The court ultimately ruled 7-2 that Texas did not have standing to sue. "The issues are complicated," Barrett wrote in the decision, adding, "But the bottom line is that we reject all of petitioners' challenges to the statute, some on the merits and others for lack of standing."
"That should make the issue open and shut," Barrett wrote.
And on Friday, the conservative Justice Brett Kavanaugh authored an opinion in the case United States v. Texas, in which Texas and Louisiana sued the Department of Homeland Security and accused it of violating federal law for prioritizing some non-US citizens who entered the country illegally for arrest and deportation over others. By an 8-1 decision, the Supreme Court decided the states lack standing to bring the suit.
"This Court's precedents and longstanding historical practice establish that the States' suit here is not the kind redressable by a federal court," Kavanaugh wrote.
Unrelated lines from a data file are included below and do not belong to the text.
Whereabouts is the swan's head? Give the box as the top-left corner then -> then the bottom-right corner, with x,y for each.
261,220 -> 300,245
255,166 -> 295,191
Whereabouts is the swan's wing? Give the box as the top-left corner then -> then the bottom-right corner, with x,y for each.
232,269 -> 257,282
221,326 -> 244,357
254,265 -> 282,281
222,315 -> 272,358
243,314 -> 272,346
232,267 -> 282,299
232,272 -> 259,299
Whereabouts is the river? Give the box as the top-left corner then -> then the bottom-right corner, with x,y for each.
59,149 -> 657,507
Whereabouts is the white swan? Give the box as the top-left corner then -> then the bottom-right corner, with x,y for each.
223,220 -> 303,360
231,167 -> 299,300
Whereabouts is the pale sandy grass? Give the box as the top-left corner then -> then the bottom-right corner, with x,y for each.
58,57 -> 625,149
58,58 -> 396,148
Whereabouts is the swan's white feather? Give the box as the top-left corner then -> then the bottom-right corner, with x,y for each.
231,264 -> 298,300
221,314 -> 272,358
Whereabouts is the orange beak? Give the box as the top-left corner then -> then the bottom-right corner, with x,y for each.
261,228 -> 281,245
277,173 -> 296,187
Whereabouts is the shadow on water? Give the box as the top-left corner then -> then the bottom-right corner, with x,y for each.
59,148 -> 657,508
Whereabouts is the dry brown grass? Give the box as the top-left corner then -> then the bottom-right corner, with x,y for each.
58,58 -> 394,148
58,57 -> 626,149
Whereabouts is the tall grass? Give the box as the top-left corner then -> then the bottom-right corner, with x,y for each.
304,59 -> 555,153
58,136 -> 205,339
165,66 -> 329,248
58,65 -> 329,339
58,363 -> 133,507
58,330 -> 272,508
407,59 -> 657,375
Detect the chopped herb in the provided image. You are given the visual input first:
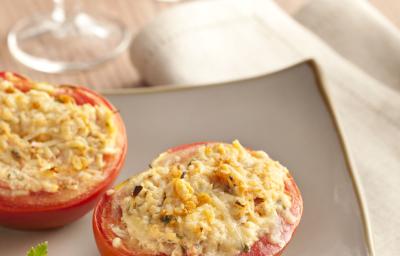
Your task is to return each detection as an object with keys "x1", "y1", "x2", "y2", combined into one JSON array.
[
  {"x1": 235, "y1": 201, "x2": 245, "y2": 207},
  {"x1": 187, "y1": 159, "x2": 194, "y2": 167},
  {"x1": 180, "y1": 171, "x2": 186, "y2": 179},
  {"x1": 11, "y1": 150, "x2": 21, "y2": 161},
  {"x1": 132, "y1": 185, "x2": 143, "y2": 197},
  {"x1": 242, "y1": 244, "x2": 250, "y2": 253},
  {"x1": 48, "y1": 167, "x2": 58, "y2": 173},
  {"x1": 254, "y1": 197, "x2": 264, "y2": 206},
  {"x1": 160, "y1": 215, "x2": 173, "y2": 224}
]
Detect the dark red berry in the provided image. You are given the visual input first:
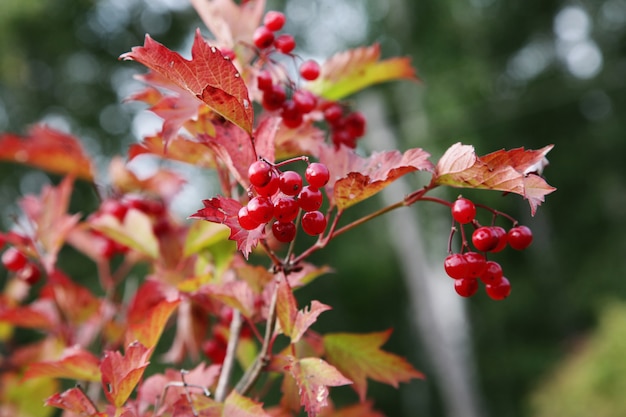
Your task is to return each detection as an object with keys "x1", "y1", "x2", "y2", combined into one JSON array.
[
  {"x1": 305, "y1": 162, "x2": 330, "y2": 188},
  {"x1": 202, "y1": 338, "x2": 227, "y2": 364},
  {"x1": 507, "y1": 225, "x2": 533, "y2": 250},
  {"x1": 472, "y1": 226, "x2": 499, "y2": 252},
  {"x1": 279, "y1": 171, "x2": 303, "y2": 196},
  {"x1": 238, "y1": 206, "x2": 262, "y2": 230},
  {"x1": 479, "y1": 260, "x2": 503, "y2": 285},
  {"x1": 299, "y1": 60, "x2": 320, "y2": 81},
  {"x1": 253, "y1": 26, "x2": 275, "y2": 49},
  {"x1": 262, "y1": 84, "x2": 287, "y2": 111},
  {"x1": 273, "y1": 197, "x2": 299, "y2": 222},
  {"x1": 451, "y1": 197, "x2": 476, "y2": 224},
  {"x1": 292, "y1": 90, "x2": 317, "y2": 114},
  {"x1": 454, "y1": 278, "x2": 479, "y2": 298},
  {"x1": 323, "y1": 103, "x2": 343, "y2": 125},
  {"x1": 254, "y1": 173, "x2": 280, "y2": 197},
  {"x1": 247, "y1": 196, "x2": 274, "y2": 224},
  {"x1": 18, "y1": 263, "x2": 41, "y2": 285},
  {"x1": 257, "y1": 70, "x2": 273, "y2": 91},
  {"x1": 463, "y1": 251, "x2": 487, "y2": 278},
  {"x1": 490, "y1": 226, "x2": 508, "y2": 253},
  {"x1": 271, "y1": 221, "x2": 296, "y2": 243},
  {"x1": 344, "y1": 111, "x2": 366, "y2": 138},
  {"x1": 301, "y1": 211, "x2": 327, "y2": 235},
  {"x1": 444, "y1": 253, "x2": 469, "y2": 279},
  {"x1": 298, "y1": 185, "x2": 323, "y2": 212},
  {"x1": 263, "y1": 11, "x2": 286, "y2": 31},
  {"x1": 2, "y1": 247, "x2": 28, "y2": 271},
  {"x1": 274, "y1": 33, "x2": 296, "y2": 54},
  {"x1": 100, "y1": 199, "x2": 128, "y2": 221},
  {"x1": 485, "y1": 277, "x2": 511, "y2": 300},
  {"x1": 248, "y1": 160, "x2": 273, "y2": 187},
  {"x1": 281, "y1": 100, "x2": 303, "y2": 129}
]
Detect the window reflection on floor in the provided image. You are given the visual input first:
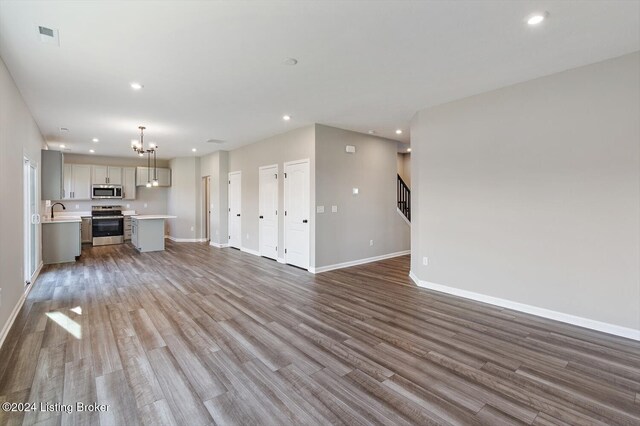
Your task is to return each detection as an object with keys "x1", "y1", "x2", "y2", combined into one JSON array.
[{"x1": 46, "y1": 310, "x2": 81, "y2": 339}]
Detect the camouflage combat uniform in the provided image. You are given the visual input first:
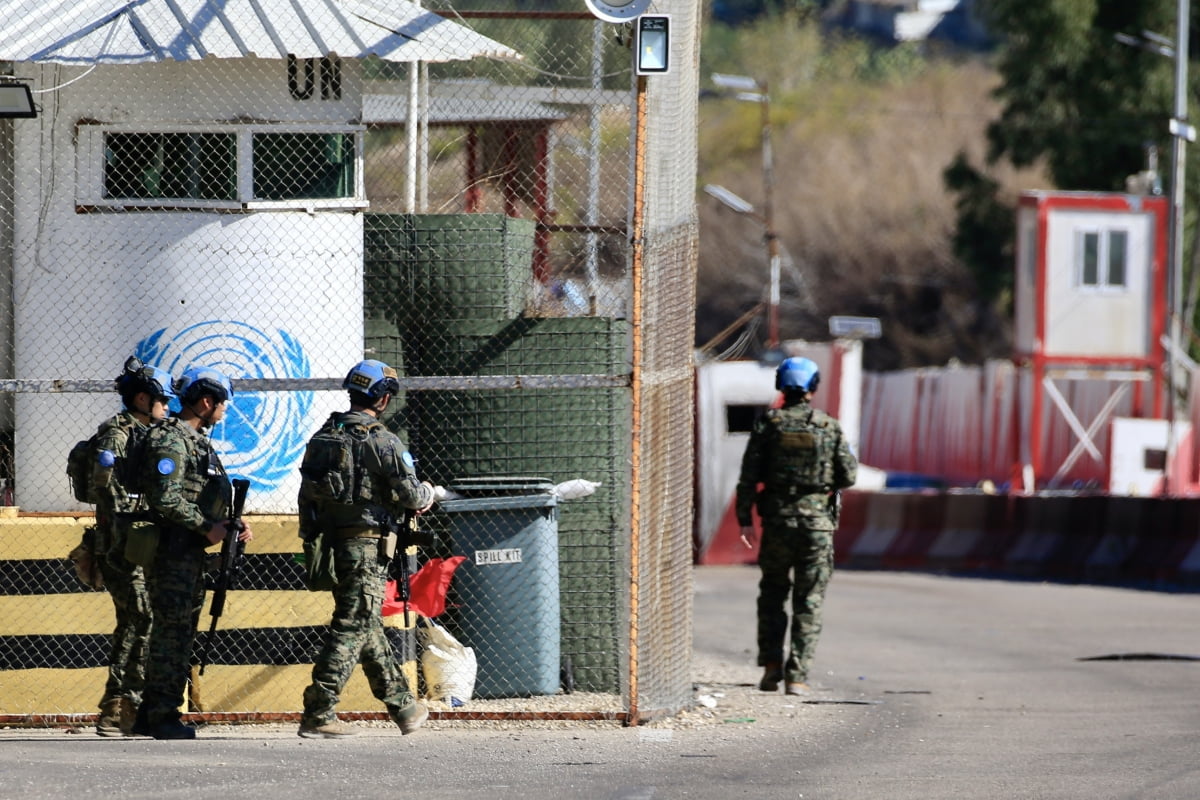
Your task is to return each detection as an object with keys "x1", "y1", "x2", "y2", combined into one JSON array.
[
  {"x1": 735, "y1": 397, "x2": 857, "y2": 684},
  {"x1": 138, "y1": 416, "x2": 231, "y2": 729},
  {"x1": 299, "y1": 410, "x2": 434, "y2": 729},
  {"x1": 91, "y1": 411, "x2": 152, "y2": 729}
]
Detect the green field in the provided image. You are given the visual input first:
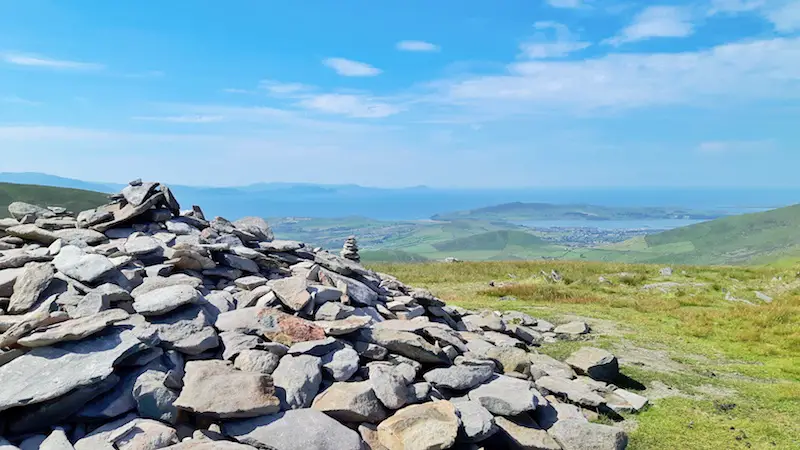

It's clear that both liberal and conservative justices are taking the issue of states' standing very seriously — and it could be a sign of how they might rule on the two major student-loan forgiveness cases, both of which require plaintiffs to prove standing to sue the government over a federal policy.
"If the Supreme Court strikes down student debt relief, it will be a stark deviation from their rulings thus far and further expose the political corruption within this court," Braxton Brewington, spokesperson for the Debt Collective — a union for people in debt — said in a statement. "In Justice Barrett's own words, the ruling for student debt relief should be 'open and shut' in favor of mostly low-income families burdened with the crushing weight of student debt."
How recent rulings are a student-debt-relief indicator
In the United States v. Texas decision, one of Kavanaugh's footnotes directly addresses an argument similar to the one the six GOP-led states made in their case regarding how the student-loan forgiveness would harm their revenues.
"But in our system of dual federal and state sovereignty, federal policies frequently generate indirect effects on state revenues or state spending. And when a State asserts, for example, that a federal law has produced only those kinds of indirect effects, the State's claim for standing can become more attenuated," Kavanaugh wrote in his opinion in the immigration case. "In short, none of the various theories of standing asserted by the States in this case overcomes the fundamental Article III problem with this lawsuit."
During the oral arguments for the student-debt-relief cases in February, Barrett joined liberal justices in scrutinizing whether the states could name the Missouri-based student-loan company MOHELA in the lawsuit even after the company itself denied involvement.
"Why didn't the state just make MOHELA come then?" she asked. "If MOHELA is an arm of the state, why didn't you just strong-arm MOHELA and say, 'You've gotta pursue this suit?'"
Still, James Campbell, a solicitor general for Nebraska who's representing the states, held that Missouri has an "ultimate interest in the property of MOHELA" and that "we believe as a matter of law that the state has the authority to assert its interests."
Even with a critical eye on state standing, conservative justices drilled into potential executive overreach with student-loan forgiveness during arguments, so it's unclear how the high court will rule. A final decision is expected to come by the end of June, and until then, borrowers must wait to learn if they will resume payments in October with any reduction to their balances.